Continuous transfer may be effected by applying a repetitive pressure pulsing to the system incorporating the enclosed fluid volume.
Although repetitive pulsing will cause fluid flow through the orifice from the body of the fluid into the enclosed fluid volume and vice versa, sample material incoming to the enclosed fluid volume will be impelled into the enclosed fluid volume or, in the case of there being a circulatory flow within the system incorporating the enclosed fluid volume, will be entrained in the flow and conveyed away from the orifice, resulting in each case in a net flow of sample fluid into the enclosed fluid volume.
The rate at which sample material is transferred through the orifice may be controlled by variation of the amplitude, the repetition rate, or the duration of, the pressure pulses, or by a combination of two or more of those parameters.
The rate of transfer of sample material through the orifice may be controlled automatically by controlling one or more of the parameters of the pressure pulses applied to the system incorporating the enclosed fluid volume in response to a measured value of the transferred fluid sample or of a component of interest in the transferred fluid sample.
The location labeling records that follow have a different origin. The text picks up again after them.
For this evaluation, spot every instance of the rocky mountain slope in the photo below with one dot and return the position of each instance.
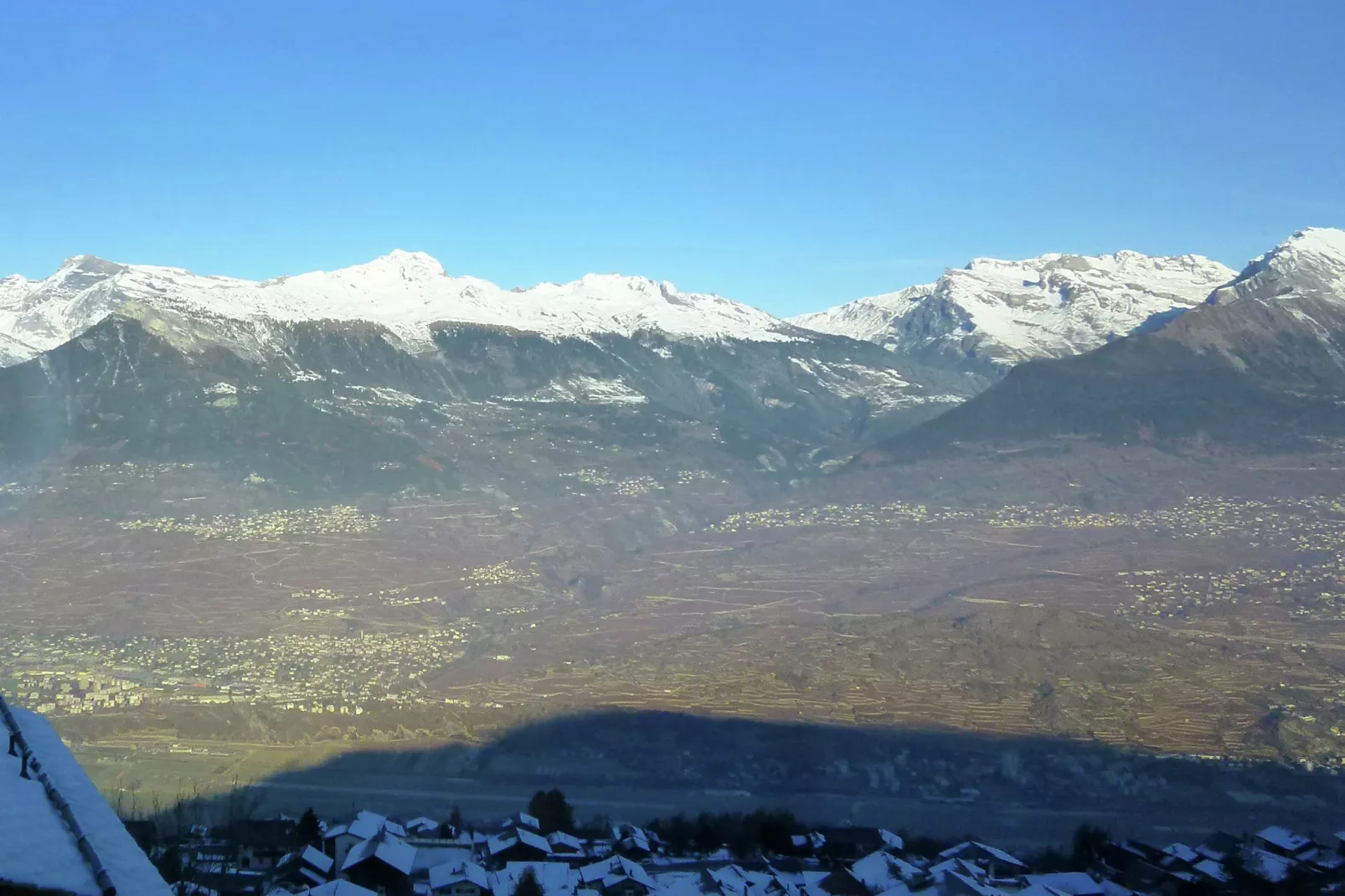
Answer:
(993, 314)
(405, 292)
(1260, 361)
(338, 378)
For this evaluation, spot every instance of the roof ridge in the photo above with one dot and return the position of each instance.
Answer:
(28, 760)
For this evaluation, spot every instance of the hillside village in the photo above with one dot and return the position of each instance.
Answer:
(765, 854)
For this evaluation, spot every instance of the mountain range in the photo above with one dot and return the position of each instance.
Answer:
(1260, 361)
(397, 365)
(994, 314)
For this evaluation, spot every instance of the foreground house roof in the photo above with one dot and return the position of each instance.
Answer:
(57, 829)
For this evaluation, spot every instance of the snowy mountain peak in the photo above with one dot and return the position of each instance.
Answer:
(399, 261)
(994, 312)
(1311, 261)
(406, 292)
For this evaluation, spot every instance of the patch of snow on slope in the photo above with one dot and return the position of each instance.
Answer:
(402, 291)
(1309, 263)
(590, 390)
(1010, 311)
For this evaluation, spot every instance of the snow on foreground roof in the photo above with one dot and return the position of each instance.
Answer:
(1049, 306)
(39, 847)
(402, 291)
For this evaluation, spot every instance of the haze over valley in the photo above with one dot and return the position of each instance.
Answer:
(1069, 503)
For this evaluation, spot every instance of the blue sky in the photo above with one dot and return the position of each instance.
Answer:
(791, 155)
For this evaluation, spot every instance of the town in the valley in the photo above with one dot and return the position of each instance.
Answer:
(545, 852)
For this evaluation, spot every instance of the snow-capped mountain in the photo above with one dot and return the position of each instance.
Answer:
(1262, 361)
(994, 314)
(406, 292)
(1307, 265)
(339, 377)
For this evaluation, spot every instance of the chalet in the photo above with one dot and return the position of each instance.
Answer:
(518, 845)
(843, 882)
(59, 834)
(461, 878)
(956, 884)
(1283, 842)
(1065, 883)
(338, 888)
(634, 842)
(615, 876)
(807, 844)
(308, 867)
(522, 820)
(423, 827)
(338, 841)
(1220, 847)
(382, 864)
(996, 863)
(881, 872)
(849, 844)
(260, 844)
(556, 878)
(436, 853)
(568, 847)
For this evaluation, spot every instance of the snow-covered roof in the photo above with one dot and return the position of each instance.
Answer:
(1071, 883)
(1183, 852)
(615, 867)
(497, 845)
(338, 888)
(317, 858)
(568, 841)
(388, 849)
(1285, 838)
(459, 871)
(435, 856)
(989, 852)
(1212, 869)
(368, 825)
(556, 878)
(39, 842)
(974, 885)
(881, 871)
(1267, 865)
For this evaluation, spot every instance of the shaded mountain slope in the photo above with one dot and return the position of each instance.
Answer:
(1260, 362)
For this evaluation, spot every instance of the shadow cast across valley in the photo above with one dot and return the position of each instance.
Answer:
(642, 765)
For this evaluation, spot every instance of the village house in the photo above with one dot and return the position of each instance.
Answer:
(306, 868)
(461, 878)
(382, 864)
(260, 844)
(58, 833)
(518, 845)
(616, 876)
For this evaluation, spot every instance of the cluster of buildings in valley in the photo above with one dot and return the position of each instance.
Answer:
(373, 854)
(1314, 591)
(264, 526)
(346, 674)
(1309, 523)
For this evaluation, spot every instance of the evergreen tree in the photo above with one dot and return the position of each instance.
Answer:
(1089, 842)
(528, 884)
(552, 810)
(308, 832)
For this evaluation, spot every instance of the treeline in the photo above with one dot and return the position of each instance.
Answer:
(744, 834)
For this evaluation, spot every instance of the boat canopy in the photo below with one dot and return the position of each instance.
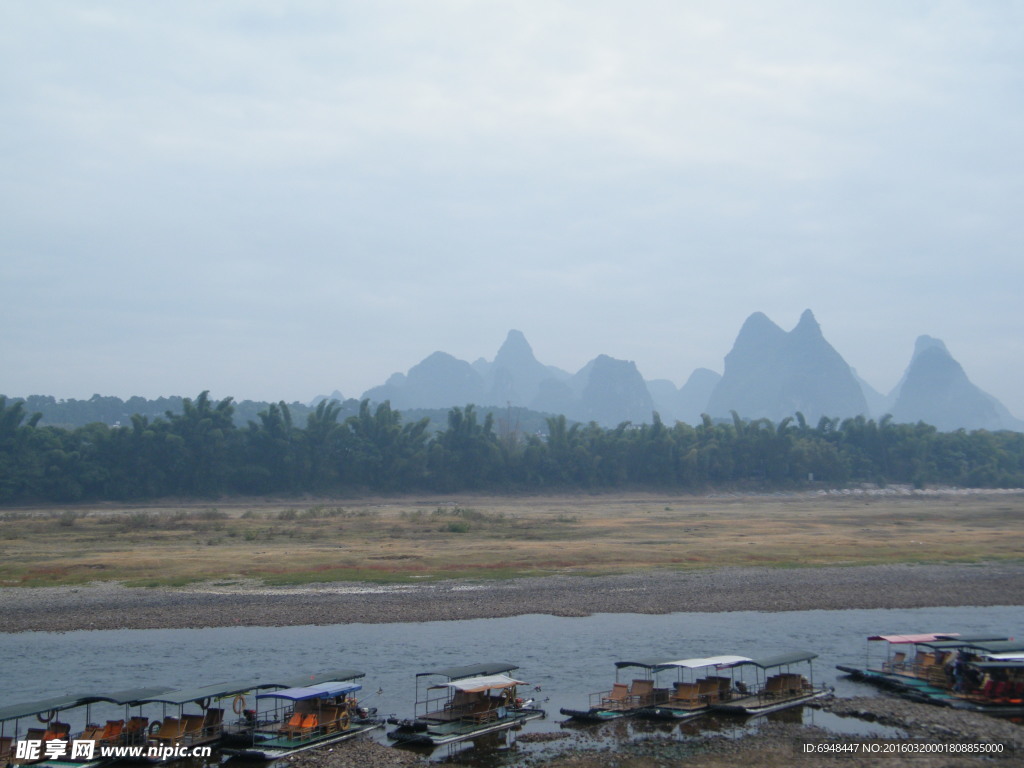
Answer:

The pressure pulses applied to the system incorporating the enclosed fluid volume may be generated by means of an electromechanical transducer in which an applied electrical signal generates a mechanical displacement capable of producing pressure pulsing of the system. By varying the characteristics of the electrical drive signal to the transducer, the parameters of the pressure pulses may be similarly varied.
The electromechanical transducer may be such as to produce variations in the system by positional variation of a diaphragm in response to the electrical signal applied to means displacing the diaphragm.
Such a transducer may be mounted in the system incorporating the enclosed fluid volume with the diaphragm in direct contact with the fluid in the system thereby enabling pressure pulses to be applied directly to the fluid.